P(A U B) = P(A) + P(B) - P(C) -P(A ^ B) - P(A ^ C) - P(B ^ C)

Is this correct? ( I have a limited number of tries on the problem)

Answer 1

The outcome space consists of $16$ atoms occuring without bias; the ordered pairs of results for the two, fair tetrahedral-die.

Event A: the bottom faces sum up to 6 (3/16)

$A=\{(2,4),(3,3),(4,2)\}$ so yes.

Event B: each bottom face shows an even number (4/16)

$B=\{(2,2),(2,4),(4,2),(4,4)\}$ so yes.

Event C: each bottom face shows the same number(doubles) (4/16)

$C=\{(1,1),(2,2),(3,3),(4,4)\}$ so yes.

I am asked to find $P(A \cup B)$

What is the set $A\cup B$? How many atoms does it hold? That will immediately tell you the answer.

So the formula I was given for Union was $P(A \cup B) = P(A) + P(B) - P(B \cap A)$..

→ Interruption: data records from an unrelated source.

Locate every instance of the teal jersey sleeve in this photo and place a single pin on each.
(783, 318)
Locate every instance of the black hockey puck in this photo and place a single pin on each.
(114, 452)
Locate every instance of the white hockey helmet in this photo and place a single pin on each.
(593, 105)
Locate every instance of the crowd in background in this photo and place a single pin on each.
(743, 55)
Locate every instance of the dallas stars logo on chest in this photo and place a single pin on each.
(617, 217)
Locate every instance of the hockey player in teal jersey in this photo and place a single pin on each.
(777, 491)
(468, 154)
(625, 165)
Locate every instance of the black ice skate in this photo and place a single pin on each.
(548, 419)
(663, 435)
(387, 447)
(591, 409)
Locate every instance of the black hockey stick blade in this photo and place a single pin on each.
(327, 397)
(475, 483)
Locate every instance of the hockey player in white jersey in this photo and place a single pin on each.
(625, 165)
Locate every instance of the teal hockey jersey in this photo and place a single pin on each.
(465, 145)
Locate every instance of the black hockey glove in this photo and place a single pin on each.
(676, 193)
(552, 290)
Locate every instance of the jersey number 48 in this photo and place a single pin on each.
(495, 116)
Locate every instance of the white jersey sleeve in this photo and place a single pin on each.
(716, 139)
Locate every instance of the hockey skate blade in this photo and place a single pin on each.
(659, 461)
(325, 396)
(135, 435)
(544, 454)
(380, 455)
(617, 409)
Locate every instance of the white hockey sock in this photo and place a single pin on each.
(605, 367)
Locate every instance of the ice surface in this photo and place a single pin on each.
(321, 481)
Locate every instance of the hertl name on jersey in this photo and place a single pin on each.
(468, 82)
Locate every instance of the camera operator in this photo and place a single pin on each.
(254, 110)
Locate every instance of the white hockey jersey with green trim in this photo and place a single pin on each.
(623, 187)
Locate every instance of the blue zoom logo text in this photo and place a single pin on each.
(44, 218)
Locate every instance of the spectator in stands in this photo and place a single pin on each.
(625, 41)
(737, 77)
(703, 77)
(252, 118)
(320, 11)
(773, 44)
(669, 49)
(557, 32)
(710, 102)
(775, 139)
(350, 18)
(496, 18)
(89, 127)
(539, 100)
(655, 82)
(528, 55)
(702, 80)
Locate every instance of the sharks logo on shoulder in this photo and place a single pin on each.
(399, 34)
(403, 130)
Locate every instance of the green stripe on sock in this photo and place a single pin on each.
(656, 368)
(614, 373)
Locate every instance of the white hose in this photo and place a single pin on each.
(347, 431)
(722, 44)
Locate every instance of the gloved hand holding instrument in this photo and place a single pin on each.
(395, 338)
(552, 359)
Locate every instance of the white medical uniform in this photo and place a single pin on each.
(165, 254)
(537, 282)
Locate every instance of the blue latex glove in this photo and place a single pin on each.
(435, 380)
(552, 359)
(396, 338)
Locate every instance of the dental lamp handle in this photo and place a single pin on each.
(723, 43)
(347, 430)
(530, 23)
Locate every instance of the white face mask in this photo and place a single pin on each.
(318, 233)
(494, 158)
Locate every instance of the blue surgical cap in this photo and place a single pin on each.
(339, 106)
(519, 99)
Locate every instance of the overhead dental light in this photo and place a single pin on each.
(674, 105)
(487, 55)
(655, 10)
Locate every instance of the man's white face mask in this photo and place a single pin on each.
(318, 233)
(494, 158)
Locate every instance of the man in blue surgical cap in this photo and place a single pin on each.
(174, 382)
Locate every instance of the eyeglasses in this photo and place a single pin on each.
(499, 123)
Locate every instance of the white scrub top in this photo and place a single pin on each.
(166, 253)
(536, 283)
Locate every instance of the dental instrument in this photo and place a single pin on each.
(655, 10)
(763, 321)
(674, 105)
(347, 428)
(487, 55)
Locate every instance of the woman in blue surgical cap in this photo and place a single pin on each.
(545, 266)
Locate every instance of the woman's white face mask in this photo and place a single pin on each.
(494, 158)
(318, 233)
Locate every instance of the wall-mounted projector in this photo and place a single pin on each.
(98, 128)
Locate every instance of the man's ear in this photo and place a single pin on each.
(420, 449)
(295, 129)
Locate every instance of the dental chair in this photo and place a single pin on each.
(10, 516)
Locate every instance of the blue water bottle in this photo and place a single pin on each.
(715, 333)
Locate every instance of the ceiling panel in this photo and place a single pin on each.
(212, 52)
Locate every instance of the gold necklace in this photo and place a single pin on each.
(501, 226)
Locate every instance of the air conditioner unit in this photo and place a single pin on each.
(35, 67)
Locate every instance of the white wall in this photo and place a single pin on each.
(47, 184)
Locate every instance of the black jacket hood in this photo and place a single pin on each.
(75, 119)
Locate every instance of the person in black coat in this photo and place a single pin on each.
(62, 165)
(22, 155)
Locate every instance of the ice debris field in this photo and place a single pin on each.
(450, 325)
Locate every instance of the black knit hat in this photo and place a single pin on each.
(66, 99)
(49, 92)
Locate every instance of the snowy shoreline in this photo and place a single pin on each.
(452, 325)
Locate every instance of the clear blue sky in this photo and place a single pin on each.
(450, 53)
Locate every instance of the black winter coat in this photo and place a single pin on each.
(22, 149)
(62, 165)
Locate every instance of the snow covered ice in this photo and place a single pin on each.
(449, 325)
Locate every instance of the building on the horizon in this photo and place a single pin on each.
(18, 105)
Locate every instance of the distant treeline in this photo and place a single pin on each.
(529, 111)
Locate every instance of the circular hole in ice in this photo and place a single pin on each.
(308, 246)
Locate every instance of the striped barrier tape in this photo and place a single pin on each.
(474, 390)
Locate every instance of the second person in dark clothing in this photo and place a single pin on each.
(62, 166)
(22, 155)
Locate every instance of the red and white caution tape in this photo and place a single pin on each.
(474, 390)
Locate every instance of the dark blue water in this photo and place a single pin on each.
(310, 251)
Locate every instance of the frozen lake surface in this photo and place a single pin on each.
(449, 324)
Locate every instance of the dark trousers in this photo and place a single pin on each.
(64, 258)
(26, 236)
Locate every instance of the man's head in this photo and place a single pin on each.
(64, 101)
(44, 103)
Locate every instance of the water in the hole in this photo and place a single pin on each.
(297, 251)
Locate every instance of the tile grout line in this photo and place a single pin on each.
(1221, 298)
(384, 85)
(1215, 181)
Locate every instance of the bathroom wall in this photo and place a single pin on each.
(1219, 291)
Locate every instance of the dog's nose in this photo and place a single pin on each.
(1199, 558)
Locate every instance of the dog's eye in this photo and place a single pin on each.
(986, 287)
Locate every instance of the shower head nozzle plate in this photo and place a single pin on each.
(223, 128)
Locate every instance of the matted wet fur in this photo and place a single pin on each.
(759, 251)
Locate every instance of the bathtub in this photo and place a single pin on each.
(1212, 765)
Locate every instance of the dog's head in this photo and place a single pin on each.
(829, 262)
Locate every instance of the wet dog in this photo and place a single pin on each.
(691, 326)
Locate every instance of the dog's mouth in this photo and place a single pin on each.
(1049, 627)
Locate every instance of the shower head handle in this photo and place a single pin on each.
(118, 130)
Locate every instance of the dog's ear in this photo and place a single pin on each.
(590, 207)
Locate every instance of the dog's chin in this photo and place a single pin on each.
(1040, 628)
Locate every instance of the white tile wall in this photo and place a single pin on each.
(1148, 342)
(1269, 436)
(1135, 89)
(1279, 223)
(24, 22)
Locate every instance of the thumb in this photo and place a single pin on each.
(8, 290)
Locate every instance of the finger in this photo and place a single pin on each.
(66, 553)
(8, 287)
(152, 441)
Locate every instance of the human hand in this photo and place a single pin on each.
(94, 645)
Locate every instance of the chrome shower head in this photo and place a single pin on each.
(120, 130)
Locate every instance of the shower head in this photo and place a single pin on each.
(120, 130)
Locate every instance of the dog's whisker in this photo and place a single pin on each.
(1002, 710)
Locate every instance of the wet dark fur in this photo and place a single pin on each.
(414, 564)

Well, sure, that is so.   However, what is $A\cap B$?   How many atoms are in this intersection?   That will lead you to the answer.

So I did $P(A \cup B) = (3/16) + (4/16) - (3/16 * 4/16)$

BUT this is not the right answer.

Indeed it is not.   You are using the product rule for the probability for an intersection of independent events.   They are not independent.